JTS: How do you feel about the growing popularity of craft beer?

DPS: As an artist, I really find it interesting. We’re finally seeing everything in life become artisan. People that are passionate create something that’s not traditionally artistic, but is everything it can be. We’re having a renaissance of guys who make sausages, or guys who make candles and compete with big box stores. When I talk to the Burial guys, everyone from the guy who was cleaning up or tending bar had the same passion as the guys who own it. There’s value in a belief in what you do. When I draw these things and taste their beers, I’m blown away. All I drink now is craft beer. You can just taste so many people working hard at what they do. If you like beer it’s a good time to be alive.

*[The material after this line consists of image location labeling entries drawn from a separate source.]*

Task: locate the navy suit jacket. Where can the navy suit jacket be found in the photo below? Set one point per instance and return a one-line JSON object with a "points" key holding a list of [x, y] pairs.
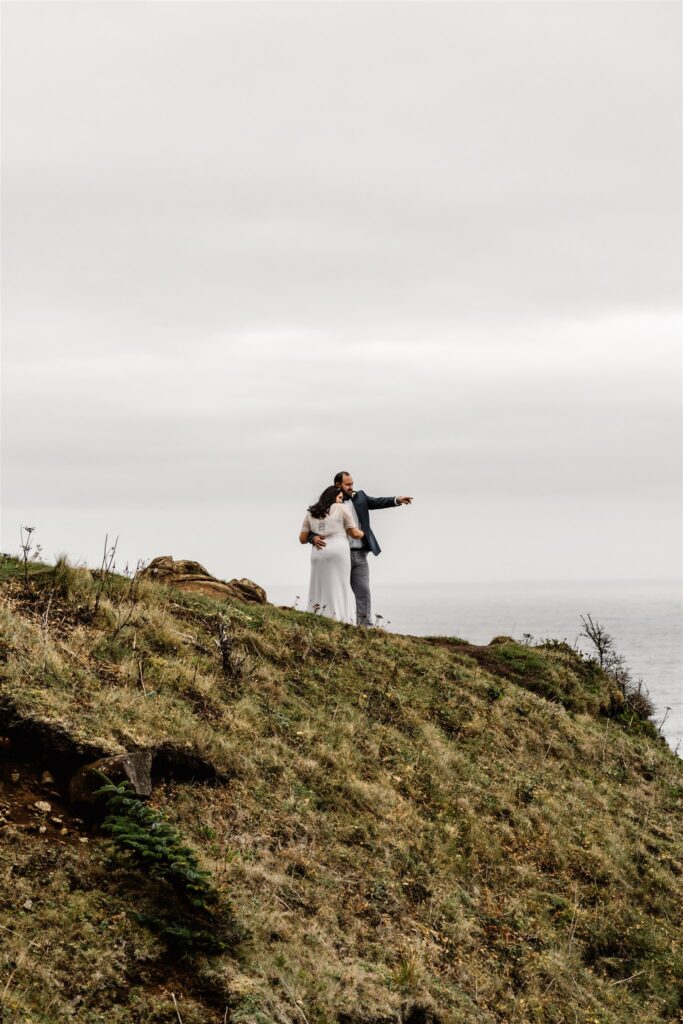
{"points": [[364, 505]]}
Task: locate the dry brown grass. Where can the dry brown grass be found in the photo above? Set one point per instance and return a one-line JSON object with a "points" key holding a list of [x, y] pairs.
{"points": [[401, 823]]}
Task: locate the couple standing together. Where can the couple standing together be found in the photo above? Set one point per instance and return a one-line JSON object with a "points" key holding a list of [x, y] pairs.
{"points": [[337, 526]]}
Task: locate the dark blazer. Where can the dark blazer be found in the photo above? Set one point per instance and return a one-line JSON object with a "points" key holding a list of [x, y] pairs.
{"points": [[364, 505]]}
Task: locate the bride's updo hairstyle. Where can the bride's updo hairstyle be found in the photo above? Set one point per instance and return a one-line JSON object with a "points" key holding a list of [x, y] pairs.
{"points": [[325, 502]]}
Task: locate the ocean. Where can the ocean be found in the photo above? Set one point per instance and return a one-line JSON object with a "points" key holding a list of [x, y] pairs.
{"points": [[645, 620]]}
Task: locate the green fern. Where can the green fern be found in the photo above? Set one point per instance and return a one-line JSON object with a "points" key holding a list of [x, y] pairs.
{"points": [[145, 841]]}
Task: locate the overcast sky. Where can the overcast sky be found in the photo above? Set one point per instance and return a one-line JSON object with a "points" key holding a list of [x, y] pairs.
{"points": [[248, 245]]}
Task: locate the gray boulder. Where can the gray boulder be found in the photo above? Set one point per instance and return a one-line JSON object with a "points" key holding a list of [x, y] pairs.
{"points": [[134, 767]]}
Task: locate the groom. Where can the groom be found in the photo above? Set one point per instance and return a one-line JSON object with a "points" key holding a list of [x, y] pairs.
{"points": [[360, 505]]}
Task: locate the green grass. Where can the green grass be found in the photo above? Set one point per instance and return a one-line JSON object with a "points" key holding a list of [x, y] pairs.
{"points": [[479, 832]]}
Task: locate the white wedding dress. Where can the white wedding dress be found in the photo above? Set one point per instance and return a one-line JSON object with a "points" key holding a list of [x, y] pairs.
{"points": [[330, 590]]}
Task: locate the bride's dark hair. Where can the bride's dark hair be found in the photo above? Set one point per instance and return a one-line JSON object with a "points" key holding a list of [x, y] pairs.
{"points": [[325, 502]]}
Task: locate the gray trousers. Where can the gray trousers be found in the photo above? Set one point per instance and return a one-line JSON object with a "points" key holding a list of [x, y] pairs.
{"points": [[360, 586]]}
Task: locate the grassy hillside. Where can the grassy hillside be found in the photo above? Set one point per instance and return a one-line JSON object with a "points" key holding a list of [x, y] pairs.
{"points": [[400, 829]]}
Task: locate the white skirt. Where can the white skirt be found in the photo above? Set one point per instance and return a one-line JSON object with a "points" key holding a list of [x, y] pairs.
{"points": [[330, 591]]}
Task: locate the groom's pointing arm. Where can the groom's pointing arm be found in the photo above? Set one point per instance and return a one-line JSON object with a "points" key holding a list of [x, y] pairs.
{"points": [[387, 503]]}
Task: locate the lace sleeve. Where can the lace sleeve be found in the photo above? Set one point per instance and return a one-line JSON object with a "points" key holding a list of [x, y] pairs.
{"points": [[347, 518]]}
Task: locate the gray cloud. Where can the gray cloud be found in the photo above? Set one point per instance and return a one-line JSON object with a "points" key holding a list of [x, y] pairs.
{"points": [[246, 245]]}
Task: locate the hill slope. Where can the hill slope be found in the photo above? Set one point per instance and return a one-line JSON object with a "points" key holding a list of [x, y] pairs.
{"points": [[402, 829]]}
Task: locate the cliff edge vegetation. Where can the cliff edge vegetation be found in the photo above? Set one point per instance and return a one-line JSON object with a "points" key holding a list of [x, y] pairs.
{"points": [[392, 829]]}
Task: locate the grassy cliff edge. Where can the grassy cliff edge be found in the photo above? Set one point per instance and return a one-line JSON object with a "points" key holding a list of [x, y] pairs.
{"points": [[404, 829]]}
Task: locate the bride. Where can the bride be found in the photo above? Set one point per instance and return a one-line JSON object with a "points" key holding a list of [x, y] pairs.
{"points": [[330, 591]]}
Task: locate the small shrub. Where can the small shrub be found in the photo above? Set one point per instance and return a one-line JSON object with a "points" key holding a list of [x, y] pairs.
{"points": [[184, 918]]}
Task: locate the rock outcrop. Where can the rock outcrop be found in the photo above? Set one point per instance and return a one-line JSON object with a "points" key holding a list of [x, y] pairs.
{"points": [[134, 768], [186, 574]]}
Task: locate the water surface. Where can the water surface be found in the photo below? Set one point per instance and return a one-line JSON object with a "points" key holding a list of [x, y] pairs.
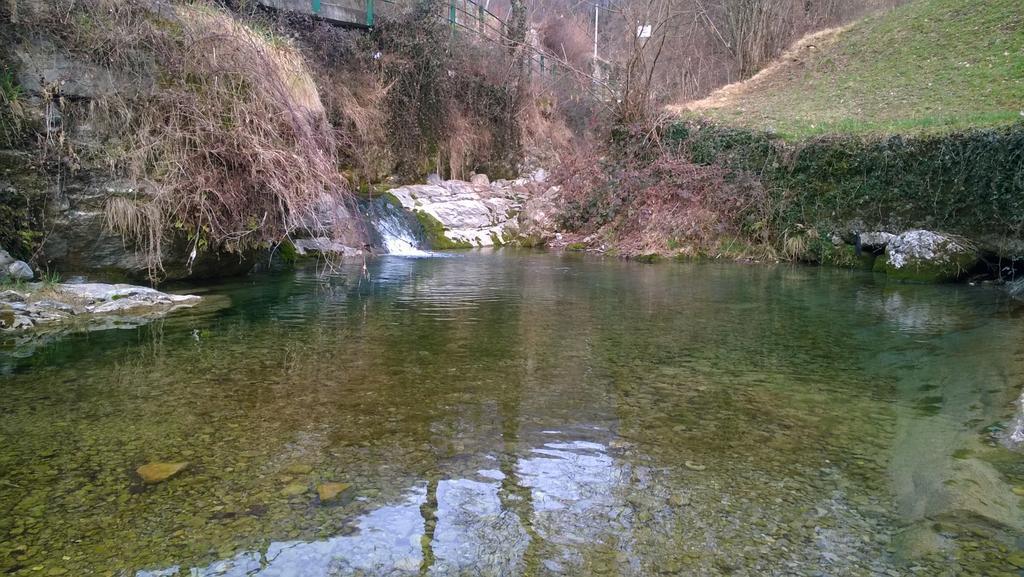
{"points": [[526, 414]]}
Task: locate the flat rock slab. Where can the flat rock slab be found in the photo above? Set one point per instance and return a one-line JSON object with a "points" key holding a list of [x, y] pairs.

JTS: What’s your favorite Burial beer?

DPS: If I pick a standard one — Surf Wax IPA — but they’re doing an amazing job with sours. I love their beer and I swear on my mother’s life it has nothing to do with drawing for them. It’s the best beer I’ve ever had consistently across the board. And I don’t have ready access to their beer. But even if it’s been sitting in a box for a week coming in transit, it’s still the best beer I’ve ever tasted. Even styles of beer that historically my wife and I hated — like saisons — I love when I drink it from these guys. If you can get me to like a saison then you’re doing something right.

JTS: How has working for Burial changed your opinion on their beer, or craft beer in general?

DPS: I love the fact that art to them is not just something you apply to a can, some whimsical colors. The process we go through, as quick as it is, is super important to them. How invested they get is in the art is pretty cool. It’s humbling to me that they make me feel so important. All I can speak to is my personal experience. When I walk around the beer store at home and I’m looking at it, and I don’t mean it demeaning or to put myself above anyone else, but being honest and truthful there’s so much I see that’s just sort of bland and doesn’t seem like there’s really an emphasis toward actual art. Just some computer shapes and a graphic designer kind of thing. I don’t see a lot of heart in it I guess. Some might take offense, but it just does speak it me.